Markets have been a little “choppy” as they say of late, and I wonder (notice I didn’t say “worry”) if this is the “correction” or “pullback” that many have predicted given that we have had such a good run. If it is (or turns to have been – because we cannot know in advance) let me assure you that it is normal, it is a matter of “when” not “if”, and is not something to lose sleep over.
Instead of worrying about what the market is going to do or not do, consider instead that last year, research by Putnam Investments suggested that households putting less than 10% of their salaries or income toward retirement are at risk for not meeting their retirement income needs. People saving 0% might replace only 54% of their income (assuming they are eligible for Social Security.) Saving 3% of your income might get you up to a 56% replacement ratio and those saving over 3% and up to 10% might meet up to 84% of their needs. Obviously, you’re better off saving 10% or more.
Since you can’t control or predict what the market is going to do, (“Economic forecasting exists to make astrology look respectable”… J.K. Galbraith), the best “investment decision” you could make might be to instead evaluate whether or not you are saving enough money in the first place. Use your energies in the more worthwhile endeavor of determining how to “allocate” more of your income toward your retirement goal.

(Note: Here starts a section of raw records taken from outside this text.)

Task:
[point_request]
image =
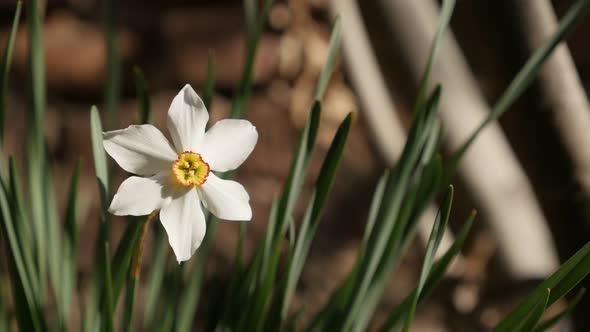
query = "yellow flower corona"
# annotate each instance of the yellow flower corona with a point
(190, 169)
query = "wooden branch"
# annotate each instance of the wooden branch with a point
(377, 105)
(490, 169)
(561, 87)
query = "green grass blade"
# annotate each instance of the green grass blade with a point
(100, 162)
(531, 321)
(35, 143)
(566, 277)
(68, 283)
(108, 311)
(445, 17)
(22, 226)
(328, 68)
(130, 296)
(383, 251)
(525, 77)
(435, 276)
(113, 75)
(54, 252)
(322, 189)
(4, 70)
(192, 292)
(375, 206)
(555, 319)
(123, 254)
(155, 276)
(142, 91)
(435, 237)
(94, 296)
(25, 296)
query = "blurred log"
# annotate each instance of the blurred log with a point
(561, 86)
(377, 105)
(490, 168)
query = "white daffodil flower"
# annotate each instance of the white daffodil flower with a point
(177, 179)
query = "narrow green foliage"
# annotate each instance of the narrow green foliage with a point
(128, 313)
(312, 218)
(375, 206)
(100, 162)
(55, 248)
(561, 282)
(524, 78)
(435, 237)
(190, 297)
(70, 243)
(155, 276)
(445, 17)
(25, 296)
(35, 142)
(123, 255)
(107, 311)
(328, 68)
(142, 91)
(22, 227)
(531, 321)
(435, 276)
(555, 319)
(95, 296)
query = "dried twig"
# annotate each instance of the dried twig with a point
(561, 87)
(490, 169)
(378, 107)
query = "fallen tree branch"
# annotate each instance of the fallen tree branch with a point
(490, 169)
(561, 86)
(377, 105)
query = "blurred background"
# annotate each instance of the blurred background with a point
(530, 174)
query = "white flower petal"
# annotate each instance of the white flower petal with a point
(184, 223)
(139, 149)
(187, 118)
(225, 199)
(228, 143)
(140, 196)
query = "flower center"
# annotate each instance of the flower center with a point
(190, 169)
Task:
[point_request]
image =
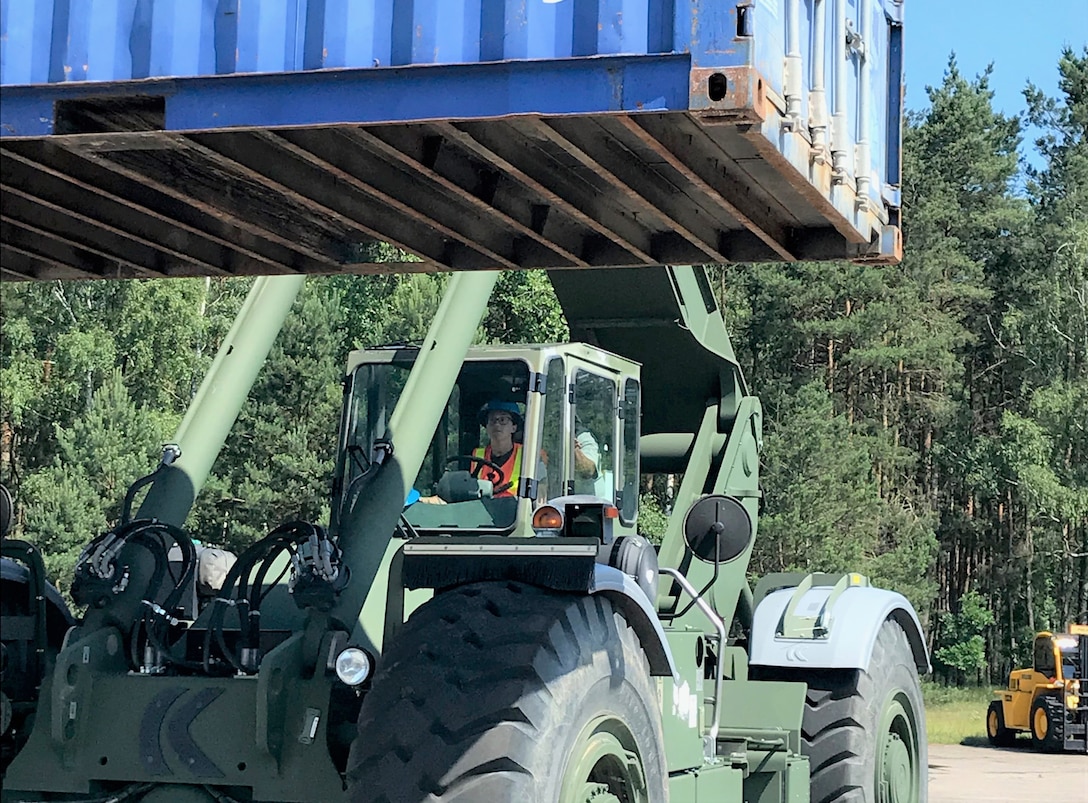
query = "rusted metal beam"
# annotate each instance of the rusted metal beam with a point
(620, 163)
(512, 145)
(372, 138)
(387, 212)
(32, 268)
(183, 217)
(639, 201)
(66, 195)
(718, 181)
(62, 250)
(544, 195)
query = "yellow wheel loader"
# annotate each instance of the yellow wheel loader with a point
(1045, 700)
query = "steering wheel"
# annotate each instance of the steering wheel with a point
(483, 461)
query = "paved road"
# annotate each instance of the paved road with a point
(960, 774)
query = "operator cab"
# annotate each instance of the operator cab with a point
(575, 409)
(1060, 656)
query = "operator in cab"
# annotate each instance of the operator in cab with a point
(501, 420)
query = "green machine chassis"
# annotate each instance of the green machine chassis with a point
(498, 676)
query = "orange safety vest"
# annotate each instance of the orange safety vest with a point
(511, 470)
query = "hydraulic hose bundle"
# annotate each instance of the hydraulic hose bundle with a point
(100, 575)
(317, 576)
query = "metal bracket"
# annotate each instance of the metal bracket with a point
(711, 743)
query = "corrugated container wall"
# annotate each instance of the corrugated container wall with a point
(826, 91)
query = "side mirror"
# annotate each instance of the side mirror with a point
(717, 529)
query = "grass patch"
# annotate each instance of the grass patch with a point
(955, 716)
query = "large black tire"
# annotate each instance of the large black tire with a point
(865, 731)
(996, 730)
(1048, 724)
(496, 692)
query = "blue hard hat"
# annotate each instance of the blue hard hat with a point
(496, 406)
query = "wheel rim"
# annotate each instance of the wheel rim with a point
(605, 766)
(898, 754)
(1041, 724)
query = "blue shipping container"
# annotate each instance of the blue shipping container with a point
(472, 133)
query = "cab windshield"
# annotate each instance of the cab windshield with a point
(471, 474)
(1068, 646)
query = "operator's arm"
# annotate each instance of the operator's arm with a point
(585, 455)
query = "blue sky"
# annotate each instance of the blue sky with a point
(1023, 39)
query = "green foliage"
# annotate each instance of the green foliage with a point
(823, 510)
(653, 520)
(961, 646)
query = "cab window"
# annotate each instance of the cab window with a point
(592, 467)
(1045, 656)
(551, 457)
(629, 483)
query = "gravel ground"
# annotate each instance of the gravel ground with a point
(960, 774)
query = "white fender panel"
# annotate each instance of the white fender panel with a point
(857, 617)
(632, 604)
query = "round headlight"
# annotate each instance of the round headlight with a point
(354, 666)
(547, 520)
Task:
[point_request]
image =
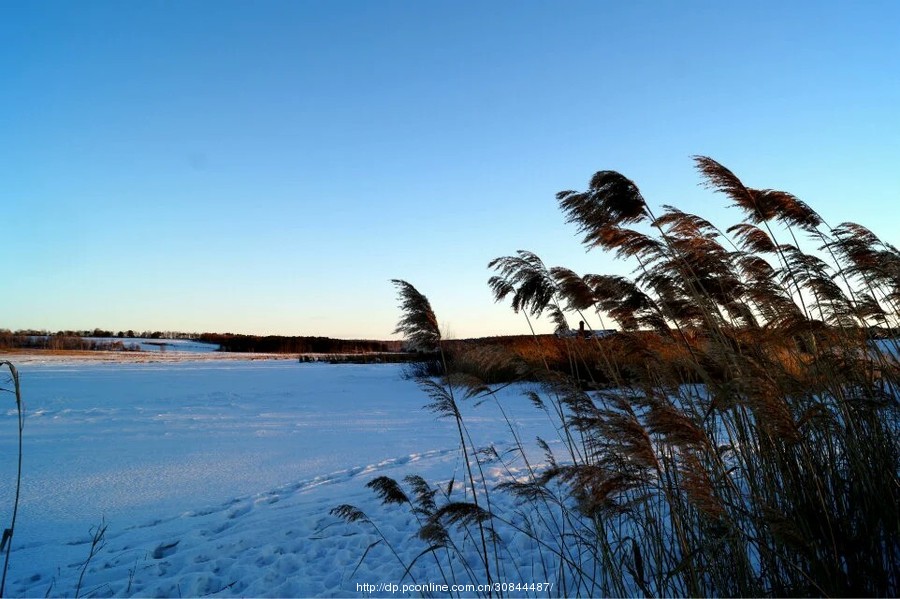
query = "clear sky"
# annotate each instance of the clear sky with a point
(267, 167)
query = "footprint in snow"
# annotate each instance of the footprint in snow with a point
(164, 550)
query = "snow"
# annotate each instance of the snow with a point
(217, 476)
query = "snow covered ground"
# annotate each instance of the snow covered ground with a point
(216, 477)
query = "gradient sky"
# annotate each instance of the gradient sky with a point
(268, 167)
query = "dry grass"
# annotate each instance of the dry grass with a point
(739, 436)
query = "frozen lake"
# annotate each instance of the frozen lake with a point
(236, 463)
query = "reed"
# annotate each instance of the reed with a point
(738, 436)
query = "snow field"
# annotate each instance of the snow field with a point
(217, 479)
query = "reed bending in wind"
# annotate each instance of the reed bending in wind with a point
(738, 436)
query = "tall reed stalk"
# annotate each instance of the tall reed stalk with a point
(739, 435)
(7, 539)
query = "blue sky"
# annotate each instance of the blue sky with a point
(268, 167)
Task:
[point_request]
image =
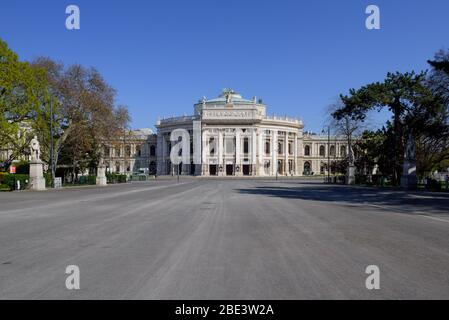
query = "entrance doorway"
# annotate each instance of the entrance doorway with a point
(229, 170)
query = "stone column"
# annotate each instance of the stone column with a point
(295, 154)
(238, 161)
(37, 181)
(220, 153)
(254, 145)
(274, 152)
(101, 176)
(286, 154)
(261, 153)
(159, 154)
(204, 151)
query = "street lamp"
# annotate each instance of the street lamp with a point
(328, 151)
(52, 156)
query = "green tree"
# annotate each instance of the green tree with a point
(23, 92)
(409, 100)
(86, 116)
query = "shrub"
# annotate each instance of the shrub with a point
(11, 179)
(434, 185)
(47, 177)
(91, 179)
(22, 167)
(116, 178)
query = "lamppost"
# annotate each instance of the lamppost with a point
(328, 151)
(52, 156)
(276, 163)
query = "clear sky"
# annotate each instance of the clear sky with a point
(298, 56)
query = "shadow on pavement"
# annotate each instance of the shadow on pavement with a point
(436, 203)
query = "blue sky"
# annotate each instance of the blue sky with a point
(298, 56)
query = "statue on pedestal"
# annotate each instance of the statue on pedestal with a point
(409, 178)
(37, 181)
(350, 176)
(35, 149)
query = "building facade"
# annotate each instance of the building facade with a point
(134, 152)
(238, 138)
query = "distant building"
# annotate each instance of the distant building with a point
(134, 152)
(238, 138)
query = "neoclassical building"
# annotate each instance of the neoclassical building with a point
(238, 138)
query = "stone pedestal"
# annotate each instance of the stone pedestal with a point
(409, 179)
(101, 176)
(37, 181)
(350, 176)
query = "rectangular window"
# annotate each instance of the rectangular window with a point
(267, 147)
(230, 145)
(212, 147)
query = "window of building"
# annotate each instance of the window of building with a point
(212, 147)
(267, 167)
(322, 151)
(267, 147)
(152, 151)
(307, 150)
(230, 145)
(343, 151)
(280, 148)
(307, 168)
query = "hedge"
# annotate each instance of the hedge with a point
(116, 178)
(10, 180)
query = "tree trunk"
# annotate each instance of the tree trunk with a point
(397, 125)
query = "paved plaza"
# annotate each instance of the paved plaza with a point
(224, 239)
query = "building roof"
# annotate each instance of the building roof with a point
(228, 95)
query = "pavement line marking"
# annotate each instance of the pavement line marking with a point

When we do have that “correction,” the extra money you’re investing will be invested at a lower cost (remember, we like to buy things “on sale”) and the reduction to the value of your current holdings will most probably (nothing in life is absolutely certain) be “temporary” as suggested by the entire weight of historical evidence. I think Warren Buffet is credited with saying something like “investing is simple, but not easy.” Sometimes it is obvious what is necessary to do, but are we willing to actually do it?